Sixty-two people were reportedly killed in clashes between security forces and demonstrators on that day.
Earlier in the Mubarak hearing, lawyers for families of dead protesters filed requests to question the ousted president's wife, Suzanne, and the country's army chief.
At the last court session on Monday, none of the witnesses who gave evidence implicated Mubarak or his interior minister Habib al-Adly for the deaths during the revolution against his three decades of autocratic rule.
The latest hearing was the fourth in the trial which opened on August 3 and, unlike the first two sessions, the process has been taken behind closed doors and off-camera.
Mohamed el-Damati, a representative of the families' lawyers in civil cases, filed to question army chief Field Marshall Hussein Tantawi, to whom Mubarak handed power on his ouster in February, and Suzanne Mubarak.
Tantawi served as defence minister for two decades under the veteran president.
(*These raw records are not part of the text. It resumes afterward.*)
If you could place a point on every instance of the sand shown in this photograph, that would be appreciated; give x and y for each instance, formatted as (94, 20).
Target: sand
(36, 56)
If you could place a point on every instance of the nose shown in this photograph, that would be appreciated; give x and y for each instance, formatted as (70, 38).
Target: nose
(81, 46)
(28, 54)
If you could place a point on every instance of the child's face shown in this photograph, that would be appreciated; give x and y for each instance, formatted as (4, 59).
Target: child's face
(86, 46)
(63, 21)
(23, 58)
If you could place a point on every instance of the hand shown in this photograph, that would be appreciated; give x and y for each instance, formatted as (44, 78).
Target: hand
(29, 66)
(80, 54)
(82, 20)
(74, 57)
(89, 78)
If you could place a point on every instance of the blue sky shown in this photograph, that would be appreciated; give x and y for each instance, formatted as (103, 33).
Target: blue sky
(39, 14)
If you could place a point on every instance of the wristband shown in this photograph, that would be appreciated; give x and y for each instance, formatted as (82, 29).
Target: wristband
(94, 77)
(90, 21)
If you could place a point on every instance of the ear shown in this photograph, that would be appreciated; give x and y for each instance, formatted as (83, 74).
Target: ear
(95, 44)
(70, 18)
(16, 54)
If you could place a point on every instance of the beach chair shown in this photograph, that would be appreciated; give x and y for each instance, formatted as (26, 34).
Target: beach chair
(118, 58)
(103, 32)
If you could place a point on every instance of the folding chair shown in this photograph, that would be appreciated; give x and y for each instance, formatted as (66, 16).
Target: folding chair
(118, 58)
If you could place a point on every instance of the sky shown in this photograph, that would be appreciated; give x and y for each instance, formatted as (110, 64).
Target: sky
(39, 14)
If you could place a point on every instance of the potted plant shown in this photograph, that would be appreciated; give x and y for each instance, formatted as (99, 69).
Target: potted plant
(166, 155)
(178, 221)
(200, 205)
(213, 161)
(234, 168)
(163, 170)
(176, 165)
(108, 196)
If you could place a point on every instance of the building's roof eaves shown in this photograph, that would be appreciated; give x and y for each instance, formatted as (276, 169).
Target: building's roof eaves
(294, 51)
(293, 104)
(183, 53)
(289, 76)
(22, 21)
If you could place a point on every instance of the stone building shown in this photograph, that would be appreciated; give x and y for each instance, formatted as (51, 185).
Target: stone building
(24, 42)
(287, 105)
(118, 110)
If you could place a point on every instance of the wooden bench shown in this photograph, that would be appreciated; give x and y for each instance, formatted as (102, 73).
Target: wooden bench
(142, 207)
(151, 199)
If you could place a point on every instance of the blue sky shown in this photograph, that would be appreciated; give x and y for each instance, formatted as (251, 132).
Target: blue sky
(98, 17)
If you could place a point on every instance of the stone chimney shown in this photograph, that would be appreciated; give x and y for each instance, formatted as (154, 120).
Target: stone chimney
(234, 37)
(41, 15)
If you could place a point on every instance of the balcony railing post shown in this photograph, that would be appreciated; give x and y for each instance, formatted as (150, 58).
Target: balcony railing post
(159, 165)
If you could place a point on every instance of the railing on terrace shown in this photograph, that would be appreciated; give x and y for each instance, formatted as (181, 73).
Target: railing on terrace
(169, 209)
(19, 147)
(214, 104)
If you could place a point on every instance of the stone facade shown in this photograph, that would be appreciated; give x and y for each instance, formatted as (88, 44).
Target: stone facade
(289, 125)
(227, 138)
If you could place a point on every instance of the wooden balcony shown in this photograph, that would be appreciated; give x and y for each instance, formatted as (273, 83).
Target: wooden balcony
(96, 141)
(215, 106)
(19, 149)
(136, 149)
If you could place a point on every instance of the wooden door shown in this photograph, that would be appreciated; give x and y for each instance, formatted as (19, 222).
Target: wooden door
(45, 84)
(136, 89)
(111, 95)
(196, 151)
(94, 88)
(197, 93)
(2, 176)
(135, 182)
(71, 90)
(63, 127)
The lawyers have said they also want to question former intelligence chief General Omar Suleiman who has said Mubarak was aware of each bullet fired during the revolution.
Live coverage banned
Television footage showed the ailing 83-year-old who faces charges of involvement in the killings and corruption arriving at the courtroom in an ambulance and on a stretcher, as for the previous sessions.
There were no immediate reports of trouble between his supporters and opponents outside the court as on Monday, when police arrested 20 people who clashed before he appeared at the court.
But late on Tuesday, football fans clashed with police in a Cairo stadium, injuring nearly 80 people, after they chanted slogans against Mubarak and torched dozens of cars.
The charges against Mubarak, who has pleaded innocent, follow months of protests demanding justice for the roughly 850 killed during the revolt which ended his regime.
The trial is being held in a police academy once named after Mubarak on Cairo's outskirts.
The case against the ousted president and six of his security chiefs suffered another blow on Monday when it emerged that the prosecution's main witness had been convicted of destroying a recording of police telephone calls.
And two other police officers summoned to back the case that Mubarak and six security commanders ordered the shootings of protesters testified they had in fact been ordered to exercise "restraint."
"The prosecution witnesses turned into defence witnesses," independent daily Al-Shorouk said, deeming the third hearing "a battering for the victims' families."
The judge banned live television coverage on Monday, unlike earlier court hearings where Mubarak was shown in a cage on a sick bed, which made for compulsive viewing across the Arab world.